A plane electromagnetic wave of frequency 100 MHz is traveling in a vacuum along the $$x$$-direction. At a particular point in space and time, $$\vec{B} = 2.0 \times 10^{-8}\hat{k}$$ T. (where, $$\hat{k}$$ is unit vector along $$z$$-direction) What is $$\vec{E}$$ at this point?

For an electromagnetic wave traveling in vacuum along the $$x$$-direction, the electric and magnetic fields are perpendicular to each other and to the direction of propagation. Given $$\vec{B} = 2.0 \times 10^{-8}\hat{k}$$ T, we need $$\vec{E}$$ such that the Poynting vector $$\vec{S} = \frac{1}{\mu_0}\vec{E} \times \vec{B}$$ points along $$\hat{i}$$.

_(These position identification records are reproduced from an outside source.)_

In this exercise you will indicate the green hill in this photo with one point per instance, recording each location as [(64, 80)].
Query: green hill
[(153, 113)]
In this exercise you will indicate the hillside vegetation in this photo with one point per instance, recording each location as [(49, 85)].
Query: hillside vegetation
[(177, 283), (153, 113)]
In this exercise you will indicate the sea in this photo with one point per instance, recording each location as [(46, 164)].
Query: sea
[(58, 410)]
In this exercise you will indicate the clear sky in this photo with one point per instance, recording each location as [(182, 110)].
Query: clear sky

If $$\vec{E}$$ is along $$\hat{j}$$, then $$\hat{j} \times \hat{k} = \hat{i}$$, which correctly gives the propagation direction. The magnitude is $$E = cB = (3 \times 10^8)(2.0 \times 10^{-8}) = 6.0$$ V/m.

Therefore $$\vec{E} = 6.0\hat{j}$$ V m$$^{-1}$$.